Moderador engenheiro civil João Recena
Moderador engenheiro civil João Recena também apontou a importância do envolvimento dos profissionais com os temas em debate no Crea-PE


“O que houve nos últimos seis meses é uma ruptura. Já que o home office demonstrou que muitos trabalhos podem ser feitos em casa, precisamos definir o que faremos com esses imóveis com pouco uso. Temos que ver também o que mudou no sistema de compras de uma empresa. São muitas implicações sobre os construtores, os produtores, para os mercados interno e externo. Nossas mudanças precisam de lideranças preparadas. Mas o Brasil tem tudo para dar certo. As expectativas apontam que seremos o quinto país mais rico da humanidade. Temos que trabalhar para fazer o nosso dever de casa para deixarmos uma nação mais justa, equânime e mais próspera”, considerou Geraldo Eugênio.

O moderador do webnar, eng. civ.
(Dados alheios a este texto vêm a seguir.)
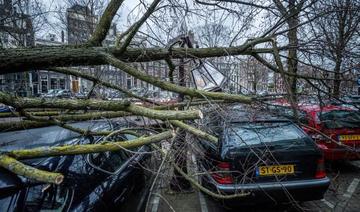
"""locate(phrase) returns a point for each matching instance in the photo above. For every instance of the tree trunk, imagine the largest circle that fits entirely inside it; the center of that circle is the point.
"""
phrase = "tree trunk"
(178, 182)
(337, 79)
(292, 55)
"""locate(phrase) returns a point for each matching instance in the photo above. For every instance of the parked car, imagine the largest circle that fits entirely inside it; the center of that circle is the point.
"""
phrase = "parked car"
(57, 93)
(63, 94)
(5, 108)
(109, 181)
(270, 157)
(51, 93)
(339, 123)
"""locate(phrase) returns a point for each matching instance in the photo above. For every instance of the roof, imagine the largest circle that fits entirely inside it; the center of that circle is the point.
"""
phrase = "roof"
(318, 108)
(240, 113)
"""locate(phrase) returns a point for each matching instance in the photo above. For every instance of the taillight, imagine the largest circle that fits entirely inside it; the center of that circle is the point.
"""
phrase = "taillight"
(222, 175)
(320, 171)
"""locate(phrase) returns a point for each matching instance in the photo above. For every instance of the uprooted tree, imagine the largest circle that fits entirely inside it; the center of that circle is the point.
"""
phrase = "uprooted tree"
(64, 59)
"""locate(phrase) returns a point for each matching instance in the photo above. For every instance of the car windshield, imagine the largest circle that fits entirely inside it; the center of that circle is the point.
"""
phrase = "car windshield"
(52, 91)
(269, 133)
(54, 198)
(340, 119)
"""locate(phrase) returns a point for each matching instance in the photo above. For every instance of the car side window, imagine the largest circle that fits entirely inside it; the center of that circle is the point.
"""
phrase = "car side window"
(110, 162)
(54, 198)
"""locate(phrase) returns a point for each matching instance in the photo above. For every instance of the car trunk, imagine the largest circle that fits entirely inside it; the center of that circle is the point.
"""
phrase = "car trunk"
(349, 137)
(246, 167)
(267, 152)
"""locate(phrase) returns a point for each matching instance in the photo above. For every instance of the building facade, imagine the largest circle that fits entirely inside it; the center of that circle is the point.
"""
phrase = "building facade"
(48, 80)
(16, 30)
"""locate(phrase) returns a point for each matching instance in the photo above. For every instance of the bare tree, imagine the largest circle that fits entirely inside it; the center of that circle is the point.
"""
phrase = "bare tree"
(336, 37)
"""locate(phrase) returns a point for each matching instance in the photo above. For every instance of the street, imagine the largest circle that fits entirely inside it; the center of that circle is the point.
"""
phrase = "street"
(343, 195)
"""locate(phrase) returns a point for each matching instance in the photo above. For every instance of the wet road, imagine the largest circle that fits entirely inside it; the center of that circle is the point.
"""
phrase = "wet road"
(342, 195)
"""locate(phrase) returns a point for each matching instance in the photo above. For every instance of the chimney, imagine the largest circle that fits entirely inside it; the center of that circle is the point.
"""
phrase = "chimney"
(62, 36)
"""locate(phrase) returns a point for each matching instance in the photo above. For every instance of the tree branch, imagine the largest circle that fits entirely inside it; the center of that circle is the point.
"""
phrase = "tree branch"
(21, 169)
(172, 87)
(88, 148)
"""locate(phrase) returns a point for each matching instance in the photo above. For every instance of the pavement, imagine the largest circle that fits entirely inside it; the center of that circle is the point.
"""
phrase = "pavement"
(342, 195)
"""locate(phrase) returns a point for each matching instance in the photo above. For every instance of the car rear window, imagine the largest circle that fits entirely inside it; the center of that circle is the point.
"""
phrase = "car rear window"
(269, 133)
(340, 119)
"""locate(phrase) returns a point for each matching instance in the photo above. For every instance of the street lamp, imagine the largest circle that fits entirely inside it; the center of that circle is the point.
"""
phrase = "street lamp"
(207, 77)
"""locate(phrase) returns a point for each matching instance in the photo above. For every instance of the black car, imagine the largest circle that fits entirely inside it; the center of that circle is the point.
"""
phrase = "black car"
(94, 182)
(269, 157)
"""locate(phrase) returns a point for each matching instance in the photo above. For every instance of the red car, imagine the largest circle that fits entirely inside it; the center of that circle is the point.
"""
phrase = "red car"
(339, 123)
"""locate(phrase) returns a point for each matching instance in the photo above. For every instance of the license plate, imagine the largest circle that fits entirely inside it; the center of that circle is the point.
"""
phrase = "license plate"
(349, 137)
(275, 170)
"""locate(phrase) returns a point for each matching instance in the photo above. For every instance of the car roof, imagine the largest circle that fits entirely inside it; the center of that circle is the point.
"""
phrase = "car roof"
(241, 113)
(318, 108)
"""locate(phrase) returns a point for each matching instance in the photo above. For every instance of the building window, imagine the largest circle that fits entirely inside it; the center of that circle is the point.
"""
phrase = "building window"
(53, 83)
(62, 83)
(44, 88)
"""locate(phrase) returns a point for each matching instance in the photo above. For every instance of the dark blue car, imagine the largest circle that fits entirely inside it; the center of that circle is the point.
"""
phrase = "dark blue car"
(94, 182)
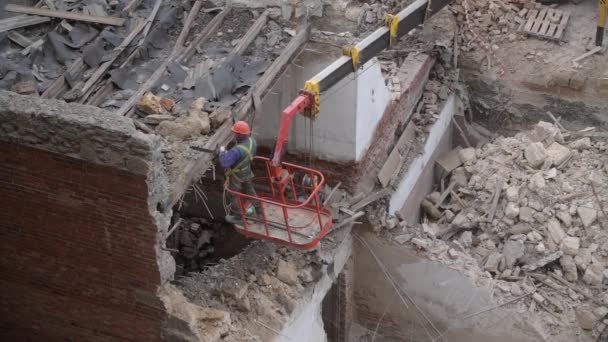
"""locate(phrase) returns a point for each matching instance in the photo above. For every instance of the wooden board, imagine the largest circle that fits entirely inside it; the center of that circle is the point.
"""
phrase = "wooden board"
(546, 23)
(303, 223)
(21, 21)
(65, 15)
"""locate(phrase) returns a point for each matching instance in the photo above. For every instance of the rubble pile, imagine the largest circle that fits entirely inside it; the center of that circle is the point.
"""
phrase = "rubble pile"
(193, 239)
(256, 290)
(527, 213)
(484, 24)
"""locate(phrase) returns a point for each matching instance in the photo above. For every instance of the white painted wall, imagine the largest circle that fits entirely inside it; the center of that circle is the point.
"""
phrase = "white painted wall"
(350, 110)
(372, 99)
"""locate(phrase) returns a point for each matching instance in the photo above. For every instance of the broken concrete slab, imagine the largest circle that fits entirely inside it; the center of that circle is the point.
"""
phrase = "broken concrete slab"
(535, 154)
(588, 215)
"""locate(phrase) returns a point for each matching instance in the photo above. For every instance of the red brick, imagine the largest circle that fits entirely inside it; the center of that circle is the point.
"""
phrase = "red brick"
(77, 241)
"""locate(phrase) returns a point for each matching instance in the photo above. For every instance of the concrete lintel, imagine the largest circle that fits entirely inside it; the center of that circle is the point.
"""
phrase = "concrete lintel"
(411, 189)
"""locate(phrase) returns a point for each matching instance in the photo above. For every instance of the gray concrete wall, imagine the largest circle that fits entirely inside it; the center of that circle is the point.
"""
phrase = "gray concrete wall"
(350, 110)
(418, 181)
(445, 296)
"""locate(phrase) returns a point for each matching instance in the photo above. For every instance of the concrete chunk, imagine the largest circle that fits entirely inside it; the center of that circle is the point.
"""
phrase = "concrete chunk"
(493, 262)
(535, 154)
(286, 272)
(555, 230)
(568, 267)
(587, 215)
(581, 144)
(467, 155)
(570, 245)
(557, 153)
(513, 250)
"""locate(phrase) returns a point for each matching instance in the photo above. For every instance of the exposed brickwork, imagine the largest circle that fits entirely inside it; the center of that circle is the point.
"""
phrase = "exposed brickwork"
(77, 250)
(361, 176)
(337, 310)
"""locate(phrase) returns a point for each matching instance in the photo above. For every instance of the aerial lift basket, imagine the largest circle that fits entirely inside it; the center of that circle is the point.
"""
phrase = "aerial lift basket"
(290, 211)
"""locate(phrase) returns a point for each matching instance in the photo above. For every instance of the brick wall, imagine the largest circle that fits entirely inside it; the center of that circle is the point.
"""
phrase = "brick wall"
(77, 251)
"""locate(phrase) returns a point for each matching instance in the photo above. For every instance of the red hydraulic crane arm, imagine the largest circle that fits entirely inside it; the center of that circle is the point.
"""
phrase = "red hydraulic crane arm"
(299, 104)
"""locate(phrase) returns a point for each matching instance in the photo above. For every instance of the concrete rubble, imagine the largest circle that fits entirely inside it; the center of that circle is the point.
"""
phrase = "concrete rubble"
(529, 219)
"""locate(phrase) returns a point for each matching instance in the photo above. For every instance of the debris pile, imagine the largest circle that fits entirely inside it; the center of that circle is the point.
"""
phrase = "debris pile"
(192, 240)
(257, 289)
(529, 213)
(484, 24)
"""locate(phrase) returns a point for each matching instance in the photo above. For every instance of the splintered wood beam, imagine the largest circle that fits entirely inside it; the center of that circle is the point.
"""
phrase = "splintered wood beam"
(158, 73)
(205, 35)
(251, 34)
(59, 85)
(21, 21)
(65, 15)
(198, 166)
(101, 70)
(179, 44)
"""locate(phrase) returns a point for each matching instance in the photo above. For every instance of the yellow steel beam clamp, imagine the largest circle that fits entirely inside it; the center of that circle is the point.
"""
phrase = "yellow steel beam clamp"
(353, 53)
(392, 22)
(311, 87)
(601, 22)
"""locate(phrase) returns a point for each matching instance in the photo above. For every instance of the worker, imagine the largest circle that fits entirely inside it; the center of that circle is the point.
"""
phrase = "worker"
(237, 162)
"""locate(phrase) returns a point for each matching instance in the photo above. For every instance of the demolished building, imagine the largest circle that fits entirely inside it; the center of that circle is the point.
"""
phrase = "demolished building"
(114, 207)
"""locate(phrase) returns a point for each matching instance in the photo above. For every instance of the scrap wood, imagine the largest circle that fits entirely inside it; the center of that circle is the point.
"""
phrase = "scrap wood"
(193, 13)
(149, 21)
(346, 221)
(497, 192)
(222, 134)
(331, 194)
(21, 21)
(585, 55)
(131, 6)
(251, 34)
(35, 45)
(19, 39)
(371, 199)
(65, 15)
(177, 55)
(559, 125)
(101, 70)
(205, 35)
(150, 18)
(142, 126)
(60, 85)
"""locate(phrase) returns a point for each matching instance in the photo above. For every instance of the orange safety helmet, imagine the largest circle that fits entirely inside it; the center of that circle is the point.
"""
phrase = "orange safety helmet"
(240, 127)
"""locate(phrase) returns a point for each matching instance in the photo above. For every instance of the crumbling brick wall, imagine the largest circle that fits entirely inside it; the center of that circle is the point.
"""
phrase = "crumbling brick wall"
(81, 225)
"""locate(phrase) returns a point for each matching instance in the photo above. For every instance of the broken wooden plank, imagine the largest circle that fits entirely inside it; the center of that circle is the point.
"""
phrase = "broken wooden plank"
(131, 6)
(205, 35)
(347, 220)
(19, 39)
(497, 191)
(179, 43)
(251, 34)
(371, 199)
(448, 162)
(222, 134)
(101, 70)
(65, 15)
(331, 194)
(586, 54)
(35, 45)
(21, 21)
(397, 156)
(175, 55)
(60, 85)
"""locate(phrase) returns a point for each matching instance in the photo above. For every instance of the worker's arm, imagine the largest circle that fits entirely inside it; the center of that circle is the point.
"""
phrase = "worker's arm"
(230, 157)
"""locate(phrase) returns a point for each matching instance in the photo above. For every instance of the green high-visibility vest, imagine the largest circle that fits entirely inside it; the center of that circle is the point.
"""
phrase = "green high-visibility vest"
(242, 169)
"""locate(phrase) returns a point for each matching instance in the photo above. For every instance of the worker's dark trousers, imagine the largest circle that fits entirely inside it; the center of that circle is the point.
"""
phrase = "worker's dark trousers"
(244, 186)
João Recena, considerou que “se a gente quiser pensar um projeto de nação, temos que ouvir uma palestra dessa socióloga e economista, mas temos que ouvir como engenheiros, que sabemos que uma obra começa da sua fundação”. Já o presidente Evandro Alencar destacou que os quatro princípios elencados pela pesquisadora contribuem com os objetivos da atuação profissional do Sistema. “O crescimento do Nordeste pode ter sido aquém do que poderia ter sido. O Brasil cresceu, o Nordeste melhorou, mas um dos desafios que temos é como entregar ideias além do que está nos livros e nos programas de governo. Acredito que o projeto foi enriquecedor, está apenas começando, mas estamos acertando em cheio”, ponderou, convidando para o próximo debate.